Issue #893 Feb. 17, 2015
Publisher: Joan Stewart
“Tips, Tricks and Tools for Free Publicity”
In This Issue
- You Can be Immortal on Facebook
- Make a Book Bubble
- Creative Content Sharing
- Hound Video of the Week
This Week in the Hound House:
Thanks, Downton fans. You urged me not to peek on Sunday nights and recommended I wait to watch the entire series of “Downton Abbey” with my friend, starting at the beginning. I’m following your advice. I’ll let you know what I think of the series.
1. You Can be Immortal on Facebook
Facebook has been fielding thousands of complaints from people who have no control over their loved ones’ Facebook accounts when friends and family members die.

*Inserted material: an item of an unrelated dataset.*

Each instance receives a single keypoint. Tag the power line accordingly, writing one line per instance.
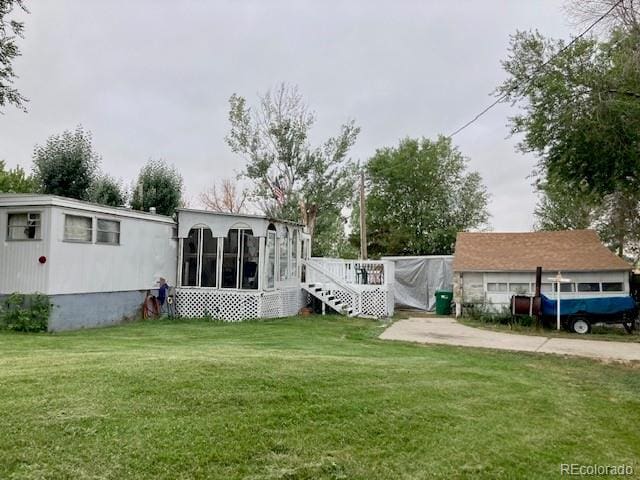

That’s why a new policy allows Facebook users to designate a “Legacy Contact,” someone from their Friends list who can look after the account and do things like:
–Write a pinned post for your profile to share a final message on your behalf or give details about your memorial service.

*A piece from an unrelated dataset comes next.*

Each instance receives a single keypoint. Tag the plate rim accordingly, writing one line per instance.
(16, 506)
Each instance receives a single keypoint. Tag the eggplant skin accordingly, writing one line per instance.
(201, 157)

–Respond to new friend requests.
–Update your profile picture and cover photo.
Here’s how to designate a Facebook Legacy Contact:
–On the right side of your Facebook page, on the blue bar at the top, click on the arrow to show the drop-down menu. Click on “Settings.”
–In the left margin at the top, choose “Security.”
–At the bottom of the list, click on “Legacy Contact.”
–From your Friends list, choose your Legacy Contact and then the options you want your Legacy Contact to have.
–Facebook will give you the option to send a message to that person.
2. Make a Book Bubble
Most authors can’t afford publicists.
But the wide variety of free tools to promote your books lets you do a lot of the hard work yourself.
It can be fun, too, thanks to Bublish, a platform that lets you build your audience while you’re writing your book.
How? By creating an attractive “Book Bubble” and then collecting pre-orders when your launch date approaches.
A Book Bubble is a graphic element that includes your head shot, genre, links to your bio and synopsis, an excerpt, social media share buttons, and a place where people can comment.
The most interesting part of the bubble is the Author Insight. That’s where you explain the story behind the story. Tell readers about the one event in your life that prompted the book or the cause or issue that led you to write.
A free account lets you create a bubble for one book and share it everywhere. A paid account gives you more options like author metrics that show you what’s resonating with readers on various social networks.
Bublish was among the dozens of tips I shared last week during the webinar “Book Publicity Ideas to Use Today to Sell More Books Tomorrow.”
Publicity Hound Rebecca Brown attended and emailed me afterward: “The info you shared was beyond compare. I feel like I’ve just attended a 2-day event…for pennies! Thank you, thank you.”
Don’t miss out. Grab the replay and the bonuses.
3. Creative Content Sharing
In December, I told you about an interesting survey conducted by Prezly, a paid service that lets PR people use a variety of rich media to tell their clients’ stories to the world.
They created a helpful slidedeck of tips from PR experts on “How to Influence Influencers: 10 Tips by Top #PR Thinkers.”
Their research showed that I was one of the “top PR thinkers” so my tip was included. If you missed this item, you can see it in my newsletter archives.
I was so impressed with the slidedeck and how they shared it, that I asked them to explain the entire process.
You can do this same thing with any question your own followers are curious about.
In a guest post at my blog, Frederik Vincx explains the project from beginning to end. He shows you what tool they used to find the top PR thinkers, the excellent email pitch they used to solicit comments, how they created the slidedeck, and where they shared it.
It’s a lot of work. But the results were worth it. Read about how they did it.
4. Hound Video of the Week
Thanks to Sophie Wajsman of Melbourne, Australia for this video of Charlie The Beagle. He was taught how to play the keyboard, push the button to make a traffic light change, and swing a baby crib. But he never had to be taught how to love the little baby.